Oordeel 2024-011, zorgvuldig, NVO-melding, longaandoening, uitzichtloos en ondraaglijk lijden, medisch zorgvuldige uitvoering.
Patiënt leed uitzichtloos en ondraaglijk aan een longaandoening. Bij de uitvoering van de euthanasie bleek na het toedienen van de coma-inductor dat het infuus subcutaan liep. De arts heeft toen een nieuw infuus geprikt en is de procedure opnieuw gestart.
In meldingen waarin de commissie van oordeel is dat de arts aan alle zorgvuldigheidseisen voldaan heeft en die geen enkele vraag oproepen, wordt de arts vrijwel altijd in een korte brief op de hoogte gesteld van de uitkomst van de beoordeling.
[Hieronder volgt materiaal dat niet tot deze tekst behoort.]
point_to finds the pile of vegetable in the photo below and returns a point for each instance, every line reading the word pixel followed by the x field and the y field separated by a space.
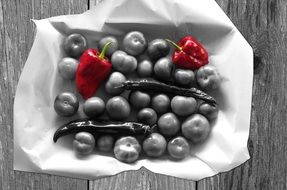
pixel 154 103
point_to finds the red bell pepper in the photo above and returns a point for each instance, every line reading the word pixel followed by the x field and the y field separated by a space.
pixel 93 69
pixel 189 53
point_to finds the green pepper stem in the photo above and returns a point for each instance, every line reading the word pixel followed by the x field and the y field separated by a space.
pixel 174 44
pixel 102 55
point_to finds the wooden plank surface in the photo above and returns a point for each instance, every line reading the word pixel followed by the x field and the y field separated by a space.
pixel 264 24
pixel 16 41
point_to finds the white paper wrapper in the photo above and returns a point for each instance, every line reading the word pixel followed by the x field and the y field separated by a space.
pixel 35 120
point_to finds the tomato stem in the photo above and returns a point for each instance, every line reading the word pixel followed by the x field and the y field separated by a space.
pixel 174 44
pixel 102 55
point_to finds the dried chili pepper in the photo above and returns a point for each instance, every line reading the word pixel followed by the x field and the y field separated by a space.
pixel 93 126
pixel 155 86
pixel 189 53
pixel 93 69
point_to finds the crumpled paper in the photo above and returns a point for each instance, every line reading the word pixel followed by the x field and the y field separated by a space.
pixel 35 120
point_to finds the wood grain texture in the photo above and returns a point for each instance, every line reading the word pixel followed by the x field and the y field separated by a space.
pixel 142 179
pixel 263 23
pixel 16 40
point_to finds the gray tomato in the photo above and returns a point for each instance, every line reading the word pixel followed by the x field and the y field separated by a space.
pixel 83 143
pixel 67 67
pixel 163 69
pixel 168 124
pixel 183 106
pixel 74 45
pixel 105 143
pixel 208 77
pixel 114 81
pixel 196 128
pixel 209 111
pixel 154 145
pixel 94 107
pixel 158 48
pixel 184 77
pixel 118 108
pixel 160 103
pixel 127 149
pixel 66 104
pixel 139 99
pixel 114 46
pixel 123 62
pixel 134 43
pixel 178 148
pixel 147 116
pixel 145 68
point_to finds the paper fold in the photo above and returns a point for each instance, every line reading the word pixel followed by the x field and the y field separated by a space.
pixel 35 120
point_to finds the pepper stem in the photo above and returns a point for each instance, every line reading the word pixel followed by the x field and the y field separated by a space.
pixel 174 44
pixel 102 55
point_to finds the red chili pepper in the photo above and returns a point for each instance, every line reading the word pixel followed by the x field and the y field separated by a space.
pixel 93 69
pixel 189 53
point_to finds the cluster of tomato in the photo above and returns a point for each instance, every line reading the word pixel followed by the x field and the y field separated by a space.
pixel 179 119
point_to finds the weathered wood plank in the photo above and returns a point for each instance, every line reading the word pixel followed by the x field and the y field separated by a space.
pixel 142 179
pixel 16 40
pixel 263 23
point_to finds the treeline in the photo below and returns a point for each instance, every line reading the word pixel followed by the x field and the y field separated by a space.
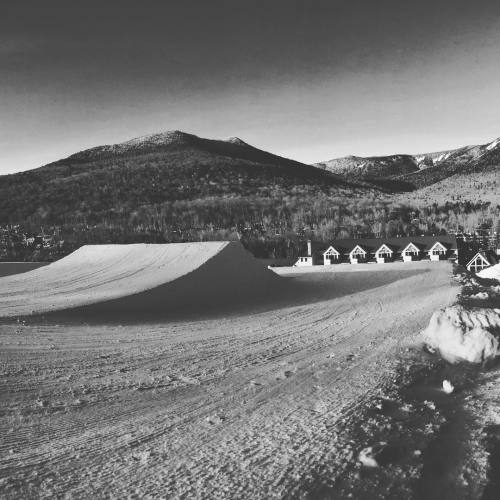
pixel 270 227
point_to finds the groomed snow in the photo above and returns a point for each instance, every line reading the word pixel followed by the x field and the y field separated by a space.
pixel 492 272
pixel 135 277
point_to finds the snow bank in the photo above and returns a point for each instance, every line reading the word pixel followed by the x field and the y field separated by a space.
pixel 461 334
pixel 492 273
pixel 138 278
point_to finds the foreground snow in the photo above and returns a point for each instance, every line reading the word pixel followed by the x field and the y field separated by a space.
pixel 492 272
pixel 252 404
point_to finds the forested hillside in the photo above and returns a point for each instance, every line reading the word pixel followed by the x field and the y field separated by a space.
pixel 179 187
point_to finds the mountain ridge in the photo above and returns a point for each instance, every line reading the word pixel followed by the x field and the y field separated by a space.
pixel 421 169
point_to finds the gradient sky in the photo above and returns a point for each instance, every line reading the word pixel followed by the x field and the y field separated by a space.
pixel 310 80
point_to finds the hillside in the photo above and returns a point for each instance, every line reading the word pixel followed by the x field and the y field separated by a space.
pixel 422 170
pixel 102 182
pixel 371 167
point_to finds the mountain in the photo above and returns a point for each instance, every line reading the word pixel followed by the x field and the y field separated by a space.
pixel 116 180
pixel 419 170
pixel 371 167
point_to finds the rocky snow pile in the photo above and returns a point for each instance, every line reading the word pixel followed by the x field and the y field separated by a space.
pixel 461 334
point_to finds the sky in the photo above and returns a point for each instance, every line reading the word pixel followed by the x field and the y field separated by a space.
pixel 310 80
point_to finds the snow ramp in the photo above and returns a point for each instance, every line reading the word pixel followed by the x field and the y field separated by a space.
pixel 138 278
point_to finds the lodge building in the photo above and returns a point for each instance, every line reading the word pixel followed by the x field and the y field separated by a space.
pixel 380 250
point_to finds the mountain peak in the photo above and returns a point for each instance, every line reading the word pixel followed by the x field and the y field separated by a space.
pixel 170 137
pixel 236 140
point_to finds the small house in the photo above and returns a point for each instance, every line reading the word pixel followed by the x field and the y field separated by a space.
pixel 383 254
pixel 438 251
pixel 410 252
pixel 358 254
pixel 481 261
pixel 331 256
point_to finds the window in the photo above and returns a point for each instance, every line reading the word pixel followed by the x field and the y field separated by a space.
pixel 411 250
pixel 358 253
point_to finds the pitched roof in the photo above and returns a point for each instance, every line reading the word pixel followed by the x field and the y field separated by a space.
pixel 488 256
pixel 371 245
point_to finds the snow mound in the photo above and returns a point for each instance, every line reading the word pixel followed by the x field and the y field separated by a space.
pixel 492 273
pixel 461 334
pixel 138 278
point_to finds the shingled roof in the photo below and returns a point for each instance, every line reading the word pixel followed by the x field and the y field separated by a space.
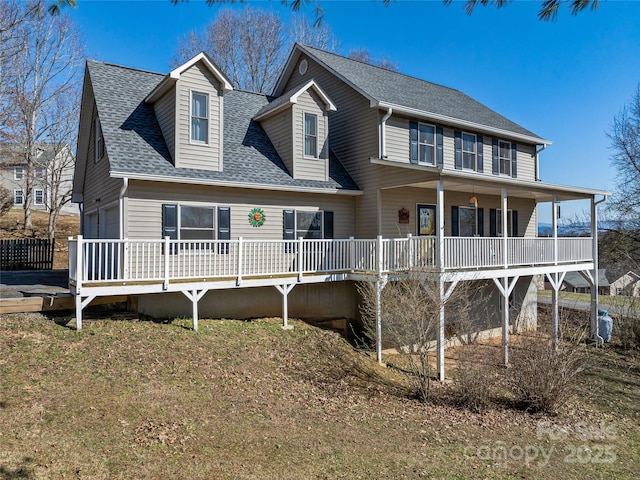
pixel 135 145
pixel 386 88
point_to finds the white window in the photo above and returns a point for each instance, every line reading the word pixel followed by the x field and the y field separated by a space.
pixel 504 157
pixel 310 135
pixel 199 117
pixel 309 224
pixel 197 223
pixel 18 197
pixel 468 151
pixel 98 146
pixel 38 196
pixel 509 223
pixel 426 143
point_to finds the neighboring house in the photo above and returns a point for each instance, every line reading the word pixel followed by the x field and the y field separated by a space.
pixel 575 282
pixel 627 285
pixel 378 173
pixel 14 171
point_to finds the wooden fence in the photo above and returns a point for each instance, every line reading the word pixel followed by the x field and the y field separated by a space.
pixel 26 254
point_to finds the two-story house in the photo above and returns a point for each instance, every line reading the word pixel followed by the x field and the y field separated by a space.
pixel 52 175
pixel 347 173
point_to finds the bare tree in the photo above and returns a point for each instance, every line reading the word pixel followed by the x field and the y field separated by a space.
pixel 247 44
pixel 318 36
pixel 44 74
pixel 363 55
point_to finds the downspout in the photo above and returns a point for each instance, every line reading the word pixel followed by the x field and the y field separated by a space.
pixel 537 161
pixel 383 133
pixel 123 190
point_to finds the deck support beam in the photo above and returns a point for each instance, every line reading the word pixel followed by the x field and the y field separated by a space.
pixel 505 287
pixel 284 290
pixel 195 295
pixel 380 283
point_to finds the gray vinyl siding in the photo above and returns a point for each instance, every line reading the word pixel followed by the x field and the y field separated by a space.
pixel 278 128
pixel 145 201
pixel 306 167
pixel 195 155
pixel 165 109
pixel 353 137
pixel 99 188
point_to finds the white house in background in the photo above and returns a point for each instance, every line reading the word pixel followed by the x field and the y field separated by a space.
pixel 627 285
pixel 13 175
pixel 192 190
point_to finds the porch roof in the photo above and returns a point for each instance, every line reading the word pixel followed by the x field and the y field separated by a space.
pixel 471 182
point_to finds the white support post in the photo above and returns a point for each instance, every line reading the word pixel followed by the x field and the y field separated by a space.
pixel 284 290
pixel 167 255
pixel 380 283
pixel 239 278
pixel 505 233
pixel 594 289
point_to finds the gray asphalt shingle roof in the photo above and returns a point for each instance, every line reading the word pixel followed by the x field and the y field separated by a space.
pixel 135 144
pixel 398 89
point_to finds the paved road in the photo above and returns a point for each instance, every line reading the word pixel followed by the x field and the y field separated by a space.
pixel 29 283
pixel 582 305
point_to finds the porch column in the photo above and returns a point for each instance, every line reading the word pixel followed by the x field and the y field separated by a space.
pixel 595 285
pixel 505 233
pixel 284 290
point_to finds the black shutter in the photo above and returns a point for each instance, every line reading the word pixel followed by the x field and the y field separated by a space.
pixel 493 230
pixel 170 221
pixel 413 143
pixel 455 228
pixel 224 228
pixel 458 150
pixel 328 225
pixel 288 223
pixel 439 147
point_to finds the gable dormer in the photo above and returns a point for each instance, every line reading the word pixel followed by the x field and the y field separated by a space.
pixel 297 124
pixel 189 106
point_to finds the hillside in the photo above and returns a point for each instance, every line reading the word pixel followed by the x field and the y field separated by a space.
pixel 138 399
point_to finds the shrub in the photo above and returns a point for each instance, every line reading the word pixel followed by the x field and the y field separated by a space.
pixel 543 378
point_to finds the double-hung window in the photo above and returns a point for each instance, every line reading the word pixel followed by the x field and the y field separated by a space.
pixel 310 135
pixel 199 117
pixel 468 151
pixel 426 143
pixel 504 157
pixel 18 197
pixel 38 196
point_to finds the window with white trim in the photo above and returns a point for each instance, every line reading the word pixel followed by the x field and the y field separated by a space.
pixel 98 145
pixel 18 197
pixel 426 143
pixel 468 151
pixel 504 157
pixel 38 196
pixel 310 135
pixel 199 117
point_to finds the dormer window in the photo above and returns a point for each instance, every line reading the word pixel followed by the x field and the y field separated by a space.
pixel 310 135
pixel 199 117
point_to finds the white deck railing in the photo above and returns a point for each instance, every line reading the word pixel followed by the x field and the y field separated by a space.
pixel 103 261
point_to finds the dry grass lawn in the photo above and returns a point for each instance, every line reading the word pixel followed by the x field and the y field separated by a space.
pixel 247 400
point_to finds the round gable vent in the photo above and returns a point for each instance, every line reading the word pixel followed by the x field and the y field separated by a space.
pixel 302 68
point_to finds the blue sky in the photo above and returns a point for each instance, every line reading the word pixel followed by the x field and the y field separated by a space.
pixel 563 80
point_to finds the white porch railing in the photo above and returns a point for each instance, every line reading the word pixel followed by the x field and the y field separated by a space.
pixel 104 261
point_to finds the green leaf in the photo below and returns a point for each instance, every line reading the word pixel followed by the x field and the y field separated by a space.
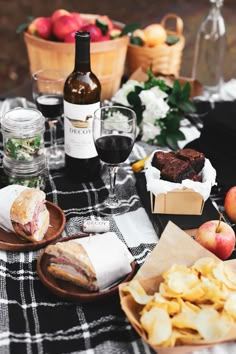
pixel 161 140
pixel 152 82
pixel 170 40
pixel 172 141
pixel 187 107
pixel 186 91
pixel 176 88
pixel 134 99
pixel 130 28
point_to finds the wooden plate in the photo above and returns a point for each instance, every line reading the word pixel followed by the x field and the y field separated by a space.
pixel 67 290
pixel 11 242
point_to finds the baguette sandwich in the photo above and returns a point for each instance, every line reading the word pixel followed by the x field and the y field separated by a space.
pixel 69 261
pixel 29 215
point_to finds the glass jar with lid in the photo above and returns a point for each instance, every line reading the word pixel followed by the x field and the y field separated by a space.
pixel 210 50
pixel 23 138
pixel 33 176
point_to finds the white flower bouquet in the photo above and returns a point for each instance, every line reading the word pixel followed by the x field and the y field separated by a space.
pixel 159 108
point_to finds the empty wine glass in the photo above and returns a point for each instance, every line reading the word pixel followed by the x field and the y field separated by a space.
pixel 47 87
pixel 114 133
De hieronder staande casus betreft een dergelijke melding. De tekst is dus niet een verzonden oordeel, maar een samenvatting van de casuïstiek van de betreffende melding.
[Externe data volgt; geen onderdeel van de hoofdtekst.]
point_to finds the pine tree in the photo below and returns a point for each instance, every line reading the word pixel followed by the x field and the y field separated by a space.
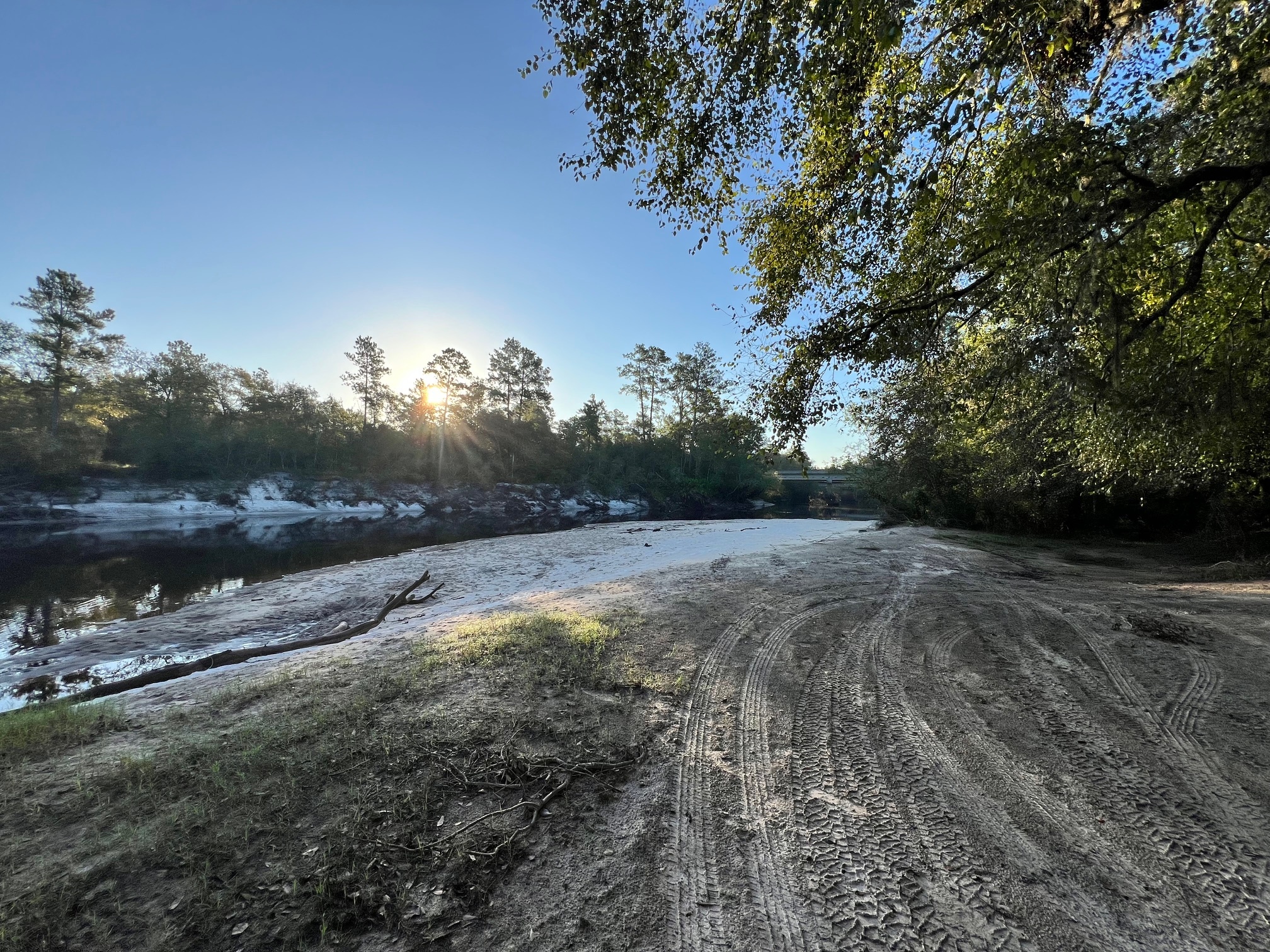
pixel 452 372
pixel 367 377
pixel 67 336
pixel 647 371
pixel 518 380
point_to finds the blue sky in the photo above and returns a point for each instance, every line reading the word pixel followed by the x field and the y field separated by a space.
pixel 270 179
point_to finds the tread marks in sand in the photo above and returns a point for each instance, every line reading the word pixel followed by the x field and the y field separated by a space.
pixel 886 857
pixel 772 884
pixel 694 878
pixel 1172 814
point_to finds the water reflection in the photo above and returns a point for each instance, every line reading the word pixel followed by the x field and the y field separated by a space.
pixel 56 586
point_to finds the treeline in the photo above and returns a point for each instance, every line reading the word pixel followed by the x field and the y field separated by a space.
pixel 1027 246
pixel 76 399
Bij patiënt, een man tussen 70 en 80 jaar, was al jaren sprake van COPD. Na een opname op de intensive care, zeven jaar voor het overlijden, was een langzaam progressief interstitiële longziekte vastgesteld. Het lijden van patiënt bestond uit lichamelijke achteruitgang. Patiënt was tot vrijwel niets meer in staat en afhankelijk van anderen geworden. Hij werd geholpen met wassen, aankleden en boodschappen doen. Patiënt was in de laatste weken voor het overlijden niet meer buiten geweest en zat hele dagen op zijn stoel. Patiënt ervoer zijn lijden als ondraaglijk.
Patiënt had eerder met de arts over euthanasie gesproken. Ongeveer twee weken voor het overlijden heeft patiënt de arts om daadwerkelijke uitvoering van de levensbeëindiging verzocht. Volgens de arts was er sprake van een vrijwillig en weloverwogen verzoek.
De arts was er voorts van overtuigd dat het lijden voor patiënt ondraaglijk en naar heersend medisch inzicht uitzichtloos was. Er waren geen voor patiënt aanvaardbare mogelijkheden meer om het lijden te verlichten. Verder kon uit de stukken worden afgeleid dat de arts patiënt voldoende had voorgelicht over de situatie waarin hij zich bevond en zijn vooruitzichten.
De arts raadpleegde een onafhankelijke SCEN-arts als consulent. Hij bezocht patiënt acht dagen voor het overlijden en kwam tot de conclusie dat aan de zorgvuldigheidseisen was voldaan.
Er was een infuus geprikt en de arts startte de uitvoering met het toedienen van 2000 mg thiopental. Het infuus bleek subcutaan te lopen. Hierop heeft de arts een tweede infuus geprikt. De arts heeft vervolgens 2000 mg thiopental en 150 mg rocuronium toegediend, waarna patiënt overleed. Na het toedienen van de thiopental had de arts vastgesteld dat er sprake was van een adequate bewustzijnsverlaging. De commissie stelt vast dat de arts de euthanasie met de middelen, in de hoeveelheid en op de wijze als aanbevolen in de KNMG/KNMP Richtlijn Uitvoering euthanasie en hulp bij zelfdoding van september 2021 heeft uitgevoerd.
De commissie kwam tot het oordeel dat de arts gehandeld heeft overeenkomstig de zorgvuldigheidseisen.